1.1. Inicio del proyecto

Inicio del proyecto

1970 · 1971

Se planifica y se realizan los estudios para la construcción de la central nuclear de Lemóniz, ubicada en la cala de Basordas, en el municipio de Lemoiz (Bizkaia). La planificación y concesión se llevaron a cabo en 1970 y 1971, comenzando las obras en 1972. La central nunca llegó a ponerse en funcionamiento.

Fue construida por la empresa eléctrica Iberduero, con el apoyo del PNV en su apuesta por crear una «Costa Vasca Nuclear». El plan contemplaba varias centrales en la Comunidad Autónoma Vasca: dos en Lemóniz, una en Deba y otra en Ispaster (Gipuzkoa), además de una cuarta en Tutera (Nafarroa).

Cada central preveía unidades de 1.000 megavatios (MW). La de Ispaster (Punta Mendata) llegaría a contar con seis unidades. En conjunto, el plan generaría 12.000 MW/hora adicionales, con posibilidad de exportar energía a través de la interconexión con Francia en Hernani (Gipuzkoa).
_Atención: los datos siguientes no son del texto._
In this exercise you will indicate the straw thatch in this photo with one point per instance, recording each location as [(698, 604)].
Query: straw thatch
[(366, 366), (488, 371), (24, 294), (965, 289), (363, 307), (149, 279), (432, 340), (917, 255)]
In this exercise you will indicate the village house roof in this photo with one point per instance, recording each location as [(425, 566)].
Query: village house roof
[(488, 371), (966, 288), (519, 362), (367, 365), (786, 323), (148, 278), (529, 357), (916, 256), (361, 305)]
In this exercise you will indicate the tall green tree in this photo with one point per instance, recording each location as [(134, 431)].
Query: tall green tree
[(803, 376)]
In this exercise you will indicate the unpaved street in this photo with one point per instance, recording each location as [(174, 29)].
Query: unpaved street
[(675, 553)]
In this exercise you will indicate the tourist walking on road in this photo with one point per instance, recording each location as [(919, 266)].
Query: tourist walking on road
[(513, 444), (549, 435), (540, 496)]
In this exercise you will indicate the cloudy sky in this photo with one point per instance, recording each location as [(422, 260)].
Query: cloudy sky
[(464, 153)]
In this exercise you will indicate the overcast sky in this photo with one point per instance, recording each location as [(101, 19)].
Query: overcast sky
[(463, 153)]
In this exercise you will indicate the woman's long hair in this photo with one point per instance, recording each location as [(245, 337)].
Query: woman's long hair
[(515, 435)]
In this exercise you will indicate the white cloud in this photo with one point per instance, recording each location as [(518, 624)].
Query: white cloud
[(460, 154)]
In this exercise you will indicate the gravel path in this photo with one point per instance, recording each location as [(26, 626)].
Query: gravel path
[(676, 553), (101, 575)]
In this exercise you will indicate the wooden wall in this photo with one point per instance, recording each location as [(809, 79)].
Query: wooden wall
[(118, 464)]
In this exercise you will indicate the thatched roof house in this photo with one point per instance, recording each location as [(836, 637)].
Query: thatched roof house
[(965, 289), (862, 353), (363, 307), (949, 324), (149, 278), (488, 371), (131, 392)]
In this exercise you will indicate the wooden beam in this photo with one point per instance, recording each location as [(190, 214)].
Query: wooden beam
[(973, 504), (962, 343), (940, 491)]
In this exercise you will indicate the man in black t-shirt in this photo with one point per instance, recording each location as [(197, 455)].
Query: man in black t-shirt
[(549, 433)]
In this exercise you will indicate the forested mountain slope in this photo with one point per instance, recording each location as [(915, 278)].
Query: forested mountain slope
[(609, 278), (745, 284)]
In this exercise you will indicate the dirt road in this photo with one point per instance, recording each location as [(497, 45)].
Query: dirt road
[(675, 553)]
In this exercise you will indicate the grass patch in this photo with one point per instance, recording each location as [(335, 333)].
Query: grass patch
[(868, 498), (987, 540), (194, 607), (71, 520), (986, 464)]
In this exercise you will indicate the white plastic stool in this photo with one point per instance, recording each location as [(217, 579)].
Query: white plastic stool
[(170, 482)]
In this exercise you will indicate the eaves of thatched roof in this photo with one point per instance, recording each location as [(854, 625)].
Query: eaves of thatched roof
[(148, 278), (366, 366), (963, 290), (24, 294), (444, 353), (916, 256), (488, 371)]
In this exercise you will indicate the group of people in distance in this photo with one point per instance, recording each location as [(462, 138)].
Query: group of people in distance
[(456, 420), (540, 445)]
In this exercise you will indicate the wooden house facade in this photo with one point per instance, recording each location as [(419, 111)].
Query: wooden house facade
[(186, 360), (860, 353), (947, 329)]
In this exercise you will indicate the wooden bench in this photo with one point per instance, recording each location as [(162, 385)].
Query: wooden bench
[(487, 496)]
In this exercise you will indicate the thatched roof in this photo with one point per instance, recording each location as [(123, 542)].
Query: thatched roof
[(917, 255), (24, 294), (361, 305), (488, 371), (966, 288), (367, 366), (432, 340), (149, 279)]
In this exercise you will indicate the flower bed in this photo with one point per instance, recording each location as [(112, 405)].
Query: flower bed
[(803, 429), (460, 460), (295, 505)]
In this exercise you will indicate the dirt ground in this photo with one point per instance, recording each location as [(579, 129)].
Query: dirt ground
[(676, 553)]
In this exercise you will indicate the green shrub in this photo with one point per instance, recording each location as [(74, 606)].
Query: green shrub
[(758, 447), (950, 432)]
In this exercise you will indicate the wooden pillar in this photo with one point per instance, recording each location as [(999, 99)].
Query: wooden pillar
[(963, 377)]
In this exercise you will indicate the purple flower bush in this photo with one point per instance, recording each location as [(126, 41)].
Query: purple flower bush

El PNV defendía la independencia energética vasca, obviando el grave problema de la gestión del uranio enriquecido una vez agotado su ciclo —estimado entre tres y seis años—, material que requiere almacenamiento durante más de 700 millones de años.

1.2. Evolución del proyecto

Evolución del proyecto

1972

Comenzaron las obras en la cala de Basordas, transformando para siempre su fisonomía. Se inició la construcción sin contar con todos los permisos necesarios.

Iberduero presionó y amenazó a los municipios afectados con acciones legales si no aceptaban las condiciones impuestas, incluida la tasación de los terrenos expropiados. La empresa gozaba de gran influencia política en la Diputación de Bizkaia, controlada entonces por el PNV.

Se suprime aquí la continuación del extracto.